What does he mean by “slaves”? “These are people who have no rights,” he warns. “People and Quebecers don't understand and don't know what these people are doing for them. The tomatoes you eat are bloody. Each year, during each harvest season, three or four migrant workers die and these are preventable deaths. Farm workers are three, four, five times more likely to die. Behind your clean desk is the story of someone who worked all night, a person who maybe had dreams, ideas, desires, etc., and who comes and limits himself to that. When you call your bank and someone answers you, it's probably a professional who hasn't found another job,” he explains. His annoyance at evoking these circumstances can be read on his face.

“We have a very pleasant life, but it is built on the suffering of a lot of people,” he adds.

The profile of these people is not homogeneous, an element that Carlos wants to highlight. “When we talk about people with no status, or with a precarious status, we immediately imagine a very particular type of person. In reality, it's a veritable rainbow of people. We met everything: the partner of a doctoral student in a field of strategic interest for Canada, whose insurance covered only him and not her, people who, due to bureaucratic errors, found themselves without status. Things are not as black and white as many would have us believe.”

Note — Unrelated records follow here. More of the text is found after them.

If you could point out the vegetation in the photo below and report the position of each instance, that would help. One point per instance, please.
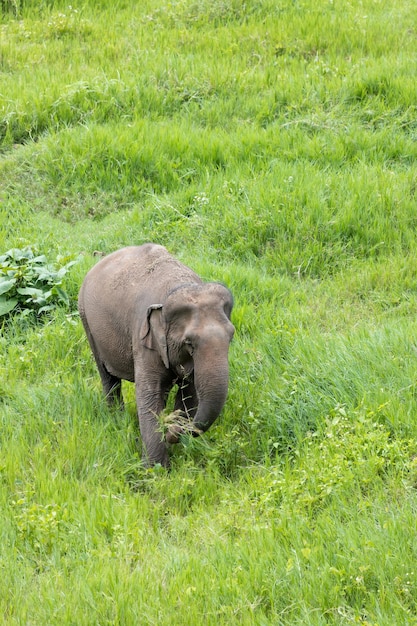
(270, 145)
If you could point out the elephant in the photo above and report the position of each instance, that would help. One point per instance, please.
(153, 321)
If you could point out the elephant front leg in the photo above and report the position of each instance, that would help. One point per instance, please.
(150, 401)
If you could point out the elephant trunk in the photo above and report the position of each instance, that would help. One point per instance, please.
(211, 378)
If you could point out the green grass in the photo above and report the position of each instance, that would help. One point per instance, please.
(270, 145)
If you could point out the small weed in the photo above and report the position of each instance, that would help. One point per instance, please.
(29, 283)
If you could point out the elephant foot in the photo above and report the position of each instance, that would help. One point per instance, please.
(173, 433)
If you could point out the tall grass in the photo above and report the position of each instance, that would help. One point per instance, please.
(271, 146)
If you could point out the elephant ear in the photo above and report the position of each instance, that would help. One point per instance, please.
(153, 334)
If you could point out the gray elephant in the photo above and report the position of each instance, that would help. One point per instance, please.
(151, 320)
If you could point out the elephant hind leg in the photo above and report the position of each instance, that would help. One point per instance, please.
(112, 386)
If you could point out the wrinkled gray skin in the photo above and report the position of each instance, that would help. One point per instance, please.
(153, 321)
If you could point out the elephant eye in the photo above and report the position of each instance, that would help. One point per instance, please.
(189, 346)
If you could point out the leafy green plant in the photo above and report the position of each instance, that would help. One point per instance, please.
(29, 283)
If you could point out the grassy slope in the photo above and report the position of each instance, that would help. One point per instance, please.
(281, 138)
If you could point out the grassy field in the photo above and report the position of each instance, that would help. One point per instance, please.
(272, 145)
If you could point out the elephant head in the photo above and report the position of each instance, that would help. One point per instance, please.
(191, 330)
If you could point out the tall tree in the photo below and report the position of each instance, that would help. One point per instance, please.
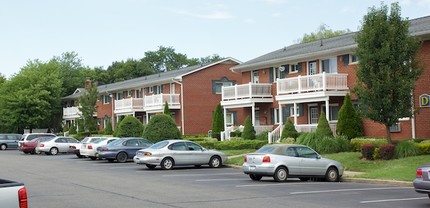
(87, 105)
(388, 67)
(323, 31)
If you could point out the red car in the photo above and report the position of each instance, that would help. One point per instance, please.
(30, 146)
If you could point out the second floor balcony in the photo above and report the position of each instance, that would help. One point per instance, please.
(246, 93)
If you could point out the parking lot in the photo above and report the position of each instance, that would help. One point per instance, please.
(66, 181)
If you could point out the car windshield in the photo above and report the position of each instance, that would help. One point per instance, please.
(159, 145)
(266, 149)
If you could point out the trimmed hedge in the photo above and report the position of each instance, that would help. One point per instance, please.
(233, 145)
(357, 143)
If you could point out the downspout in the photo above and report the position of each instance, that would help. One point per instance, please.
(182, 105)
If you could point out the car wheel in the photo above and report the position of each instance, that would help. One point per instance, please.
(167, 163)
(53, 151)
(281, 174)
(332, 175)
(122, 157)
(150, 166)
(304, 178)
(255, 177)
(215, 162)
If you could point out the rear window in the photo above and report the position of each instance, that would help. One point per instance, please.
(266, 149)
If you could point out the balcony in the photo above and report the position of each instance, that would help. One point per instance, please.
(155, 103)
(71, 112)
(129, 105)
(312, 85)
(246, 93)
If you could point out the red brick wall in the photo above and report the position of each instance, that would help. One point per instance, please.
(199, 102)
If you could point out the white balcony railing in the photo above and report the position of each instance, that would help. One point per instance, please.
(247, 91)
(129, 104)
(312, 83)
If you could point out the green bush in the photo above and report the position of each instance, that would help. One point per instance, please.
(129, 127)
(323, 128)
(367, 151)
(349, 123)
(248, 130)
(406, 149)
(358, 142)
(161, 127)
(233, 145)
(289, 131)
(424, 148)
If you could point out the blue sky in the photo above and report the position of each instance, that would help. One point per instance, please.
(103, 31)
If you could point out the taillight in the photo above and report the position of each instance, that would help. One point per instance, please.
(22, 196)
(266, 158)
(419, 173)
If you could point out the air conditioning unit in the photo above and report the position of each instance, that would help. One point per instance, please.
(281, 68)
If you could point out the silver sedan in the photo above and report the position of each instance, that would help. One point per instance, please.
(282, 161)
(422, 180)
(169, 153)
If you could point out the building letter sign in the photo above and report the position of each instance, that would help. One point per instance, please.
(424, 100)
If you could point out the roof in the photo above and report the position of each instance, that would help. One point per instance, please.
(328, 46)
(159, 78)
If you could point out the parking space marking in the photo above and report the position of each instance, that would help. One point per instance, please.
(343, 190)
(393, 200)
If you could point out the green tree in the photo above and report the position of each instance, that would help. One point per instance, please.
(130, 127)
(248, 130)
(388, 67)
(88, 106)
(322, 32)
(349, 122)
(161, 127)
(323, 128)
(289, 131)
(217, 122)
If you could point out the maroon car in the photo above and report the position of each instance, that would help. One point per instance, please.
(30, 146)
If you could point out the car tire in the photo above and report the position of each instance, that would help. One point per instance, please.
(255, 177)
(304, 178)
(122, 157)
(150, 166)
(281, 174)
(53, 151)
(215, 162)
(167, 163)
(332, 175)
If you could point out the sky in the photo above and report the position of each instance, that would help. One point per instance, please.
(104, 31)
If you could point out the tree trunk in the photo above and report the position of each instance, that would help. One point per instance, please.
(387, 128)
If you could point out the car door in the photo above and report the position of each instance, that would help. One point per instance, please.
(179, 153)
(196, 154)
(310, 163)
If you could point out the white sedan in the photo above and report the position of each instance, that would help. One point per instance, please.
(89, 149)
(56, 145)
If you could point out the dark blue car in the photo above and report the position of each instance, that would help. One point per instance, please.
(122, 149)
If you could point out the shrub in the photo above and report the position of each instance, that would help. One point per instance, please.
(323, 128)
(357, 143)
(367, 151)
(349, 123)
(248, 130)
(161, 127)
(129, 127)
(108, 128)
(406, 149)
(424, 148)
(386, 151)
(289, 131)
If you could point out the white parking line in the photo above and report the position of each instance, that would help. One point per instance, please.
(393, 200)
(201, 174)
(342, 190)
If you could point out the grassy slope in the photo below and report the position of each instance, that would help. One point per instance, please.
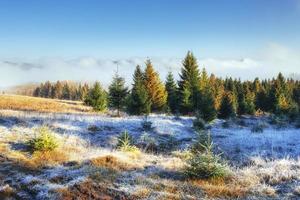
(25, 103)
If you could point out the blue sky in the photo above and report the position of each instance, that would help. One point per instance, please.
(36, 31)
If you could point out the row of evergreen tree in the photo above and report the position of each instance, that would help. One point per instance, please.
(62, 90)
(195, 92)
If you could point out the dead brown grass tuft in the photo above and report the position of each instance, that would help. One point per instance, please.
(220, 188)
(91, 190)
(111, 162)
(38, 159)
(26, 103)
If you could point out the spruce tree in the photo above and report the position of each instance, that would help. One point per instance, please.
(242, 105)
(206, 99)
(84, 92)
(138, 102)
(206, 107)
(155, 88)
(97, 98)
(66, 92)
(189, 84)
(117, 93)
(228, 106)
(261, 100)
(172, 91)
(249, 99)
(57, 90)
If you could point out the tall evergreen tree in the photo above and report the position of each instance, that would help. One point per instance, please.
(249, 99)
(117, 93)
(57, 90)
(241, 99)
(228, 106)
(189, 84)
(206, 99)
(138, 102)
(155, 88)
(206, 107)
(66, 92)
(97, 98)
(172, 91)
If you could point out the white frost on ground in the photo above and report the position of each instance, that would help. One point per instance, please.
(238, 144)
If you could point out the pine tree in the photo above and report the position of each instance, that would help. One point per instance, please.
(37, 92)
(279, 96)
(242, 105)
(97, 98)
(249, 99)
(84, 92)
(206, 99)
(66, 92)
(57, 90)
(261, 100)
(189, 84)
(138, 102)
(155, 88)
(172, 91)
(228, 106)
(206, 108)
(117, 93)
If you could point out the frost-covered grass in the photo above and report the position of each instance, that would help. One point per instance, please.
(262, 164)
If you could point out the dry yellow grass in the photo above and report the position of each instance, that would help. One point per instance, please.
(111, 162)
(38, 159)
(26, 103)
(221, 189)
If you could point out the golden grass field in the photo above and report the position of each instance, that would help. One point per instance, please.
(26, 103)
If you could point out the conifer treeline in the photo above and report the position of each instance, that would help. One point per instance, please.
(195, 92)
(62, 90)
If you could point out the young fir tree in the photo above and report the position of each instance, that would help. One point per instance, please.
(172, 91)
(138, 102)
(228, 106)
(189, 84)
(155, 88)
(97, 98)
(117, 93)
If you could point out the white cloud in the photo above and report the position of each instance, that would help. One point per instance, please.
(266, 63)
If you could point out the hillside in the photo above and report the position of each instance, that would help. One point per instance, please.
(25, 103)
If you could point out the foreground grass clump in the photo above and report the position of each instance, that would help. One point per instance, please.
(110, 162)
(146, 124)
(125, 144)
(44, 140)
(258, 128)
(204, 164)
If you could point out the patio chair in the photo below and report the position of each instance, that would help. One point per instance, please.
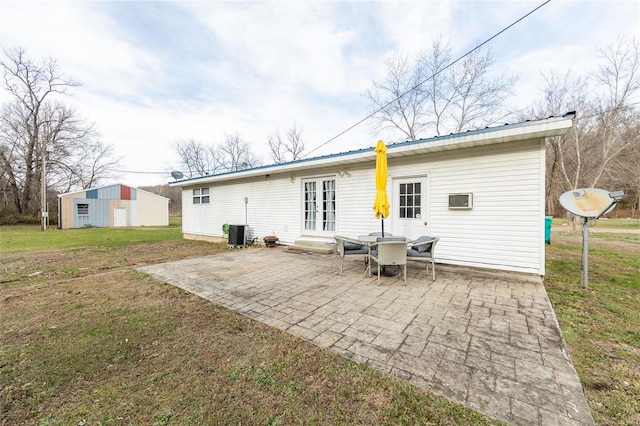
(388, 251)
(422, 250)
(350, 247)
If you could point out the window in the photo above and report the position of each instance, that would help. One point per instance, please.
(201, 196)
(410, 200)
(319, 205)
(461, 201)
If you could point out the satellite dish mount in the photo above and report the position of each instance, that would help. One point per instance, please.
(589, 204)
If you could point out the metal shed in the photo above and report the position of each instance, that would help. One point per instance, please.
(112, 206)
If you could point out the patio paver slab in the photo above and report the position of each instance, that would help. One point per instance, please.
(485, 339)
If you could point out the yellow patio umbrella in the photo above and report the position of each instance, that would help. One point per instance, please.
(381, 204)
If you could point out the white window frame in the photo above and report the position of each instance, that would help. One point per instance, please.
(85, 208)
(201, 195)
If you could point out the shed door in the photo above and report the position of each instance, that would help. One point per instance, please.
(410, 207)
(120, 216)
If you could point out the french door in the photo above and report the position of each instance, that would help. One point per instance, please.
(319, 205)
(410, 207)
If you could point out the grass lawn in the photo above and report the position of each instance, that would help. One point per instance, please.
(85, 339)
(601, 323)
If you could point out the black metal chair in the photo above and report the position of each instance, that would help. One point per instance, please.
(422, 250)
(351, 247)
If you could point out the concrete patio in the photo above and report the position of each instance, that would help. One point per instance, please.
(489, 340)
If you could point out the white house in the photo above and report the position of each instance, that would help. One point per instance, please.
(482, 192)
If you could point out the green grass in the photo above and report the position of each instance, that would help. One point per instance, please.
(30, 237)
(601, 323)
(88, 340)
(604, 223)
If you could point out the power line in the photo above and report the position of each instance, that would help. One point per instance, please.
(428, 78)
(142, 173)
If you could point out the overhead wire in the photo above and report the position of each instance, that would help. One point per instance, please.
(428, 78)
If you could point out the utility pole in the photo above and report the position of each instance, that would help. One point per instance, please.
(43, 188)
(46, 149)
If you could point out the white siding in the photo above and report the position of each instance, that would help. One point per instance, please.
(504, 230)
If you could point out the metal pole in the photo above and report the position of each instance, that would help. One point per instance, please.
(585, 253)
(43, 189)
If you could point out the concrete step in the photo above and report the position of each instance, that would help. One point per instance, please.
(312, 246)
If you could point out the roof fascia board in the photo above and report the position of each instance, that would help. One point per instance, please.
(552, 126)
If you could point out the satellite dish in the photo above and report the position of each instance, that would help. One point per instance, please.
(588, 202)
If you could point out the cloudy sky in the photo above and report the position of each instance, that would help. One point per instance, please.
(155, 72)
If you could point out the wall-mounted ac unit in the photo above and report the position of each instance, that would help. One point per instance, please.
(461, 201)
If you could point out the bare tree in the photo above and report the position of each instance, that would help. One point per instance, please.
(290, 149)
(606, 133)
(236, 154)
(36, 127)
(197, 158)
(428, 95)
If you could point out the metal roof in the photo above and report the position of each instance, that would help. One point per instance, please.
(530, 129)
(108, 186)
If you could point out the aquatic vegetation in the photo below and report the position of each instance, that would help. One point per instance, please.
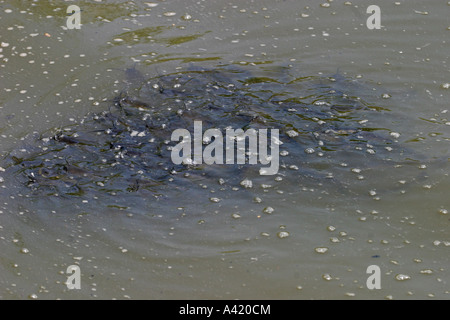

“Canada's greatest strength right now is immigration”

Despite the conditions in which thousands of people with precarious status live, for Carlos Rojas, the Canadian immigration system works. It is not that it is optimal, but he considers that if we compare it to other countries, it is a system that works, at least in welcoming migrants. “And we saw it in 2017, with the 50,000 people who came from the United States. We did not see people on the streets. Canada has a good system compared to other countries,” he repeats.

But the director of the Migrant Council assures that work is urgent for the regularization of migrants without status, and for the improvement of the living conditions of temporary workers and all persons with precarious status in Canada.

“International conflicts are forcing countries to reorient their economies. The United States seems to be in a war economy: it is repatriating industries, lowering the requirements for recruiting into the military. Conflicts are the order of the day everywhere. Right now, Canada's greatest strength is immigration,” he said.

In order to reform the Canadian immigration system, more research is needed in this area. “Migration is one of the oldest phenomena, but also one of the least studied. It is a field that deserves a field of study, diplomas in migration integration or even in migration engineering,” he explains.

In addition to experts, it is necessary for society to finally recognize illegal or precarious immigration, which is also what the Migrant Council is working on.

“The public needs to understand that immigration is not a problem as they say. Canada is a country of migrants. And the truth is that the future of the country will continue to develop thanks to migrants. Even though new Canadians have a lot of children, we need more people to come and live in Canada. But we also need to improve the system with a humanitarian vision.”

Without having a crystal ball, Carlos Rojas believes that people will continue to come. And this, despite the evictions and the dangerous journeys to which exiles are exposed, such as Darien, the crossing of the Rio Grande or the extreme temperatures of North America. Hence the importance of acting now, he believes.

“We need to expand the possibilities so that the people who will come anyway are not left behind, so as not to make them invisible. We should not force them to live outside the law. It means giving criminal groups more power. When Roxham Road was closed, the only thing we did was increase the fees in Tijuana for people bringing French-speaking immigrants to Quebec. This is what will happen, for example, with the new visa requirement for Mexicans. We cannot repeat the failed policies of the United States,” he said.

Carlos Rojas is convinced that he lives in a country of opportunities. He himself came to Canada as an immigrant under the skilled worker program. When told that he does not like Quebec because it is critical of the system, he replies that it is because he likes this province and this country; he wants it to get better and better.